Step 3: Obtain an Entry-Level Position as a Welding Engineer
Entry-level welding engineers may be hired straight out of college, although they may have to go through a probationary period until they've gained experience. Potential work environments include research laboratories, manufacturing plants, shipyards, construction sites, oil pipelines, and off-shore drilling platforms. Once a welding engineer has been on the job for four years, he or she is eligible to take the examination to become a Professional Engineer.
To improve your chances of gaining entry-level employment, join a professional organization. Several professional organizations are available to welding engineers, including the American Welding Society (AWS); the American Society for Mechanical Engineers (ASME); the Edison Welding Institute (EWI); the Minerals, Metals, and Materials Society (TMS); and the American Society for Materials International (ASM International). These organizations offer continuing education seminars and extensive online information about technical advances. A professional welding engineer must take continuing education classes throughout his or her career.
Step 4: Attain Licensure
According to the U.S. Bureau of Labor Statistics, engineers in all 50 states who offer their services directly to the public are required to attain a license. Once an engineer is licensed, he or she is considered a Professional Engineer (PE). In order to qualify to take the exam for a state license, candidates must have a degree from a university accredited by ABET and four years of work experience.
Step 5: Consider Certification
A welding engineer who wishes to advance professionally may want to take the AWS exam to become a Certified Welding Engineer. This distinction signifies that the person who holds it is qualified to direct welding operations according to established industry standards. This certificate is different from the PE and does not entitle the holder to offer services directly to the public.
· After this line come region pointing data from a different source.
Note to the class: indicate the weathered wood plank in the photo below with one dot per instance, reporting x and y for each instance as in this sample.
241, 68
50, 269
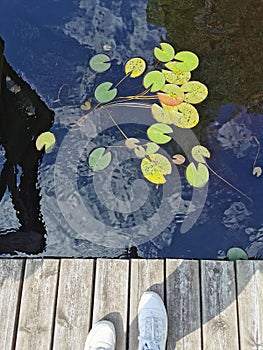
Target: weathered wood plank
219, 309
250, 304
37, 305
183, 304
145, 275
10, 283
73, 312
111, 296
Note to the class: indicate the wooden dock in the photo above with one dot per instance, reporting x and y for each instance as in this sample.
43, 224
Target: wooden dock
52, 303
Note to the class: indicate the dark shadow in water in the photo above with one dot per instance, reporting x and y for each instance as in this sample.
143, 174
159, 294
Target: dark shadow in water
23, 116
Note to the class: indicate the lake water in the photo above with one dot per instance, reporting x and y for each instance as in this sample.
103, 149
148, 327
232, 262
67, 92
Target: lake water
88, 214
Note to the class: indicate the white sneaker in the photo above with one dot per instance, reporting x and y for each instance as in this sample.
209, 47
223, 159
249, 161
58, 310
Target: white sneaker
102, 336
152, 319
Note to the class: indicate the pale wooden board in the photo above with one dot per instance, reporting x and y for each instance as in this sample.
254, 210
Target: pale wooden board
250, 304
219, 309
145, 275
37, 305
111, 296
73, 312
10, 280
183, 304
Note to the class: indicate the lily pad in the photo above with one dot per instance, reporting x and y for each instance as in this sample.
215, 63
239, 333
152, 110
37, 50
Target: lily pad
151, 148
189, 61
46, 140
236, 254
100, 63
155, 168
173, 91
156, 133
132, 142
186, 118
104, 93
197, 177
199, 153
196, 92
155, 80
140, 151
174, 76
178, 159
99, 160
135, 66
165, 54
86, 106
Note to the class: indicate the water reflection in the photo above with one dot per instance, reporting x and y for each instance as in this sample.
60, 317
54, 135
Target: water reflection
55, 49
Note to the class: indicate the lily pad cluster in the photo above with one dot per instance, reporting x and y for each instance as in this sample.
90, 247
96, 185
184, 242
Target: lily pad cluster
169, 84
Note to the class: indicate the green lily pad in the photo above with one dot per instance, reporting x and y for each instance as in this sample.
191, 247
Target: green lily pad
132, 142
104, 93
156, 133
100, 63
86, 106
236, 254
165, 54
189, 61
139, 151
197, 177
196, 92
186, 118
151, 148
99, 160
155, 80
155, 168
174, 76
178, 159
135, 66
199, 153
175, 92
46, 140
However, such a designation does indicate advanced knowledge in the field and may help career prospects.
To recap, with a bachelor's degree, work experience, and possibly certification and/or licensure, welding engineers can earn about $91,000 a year to research more effective welding techniques or design more efficient equipment to aid in the welding process, as well as oversee manufacturing processes to ensure quality control or evaluate inspection procedures.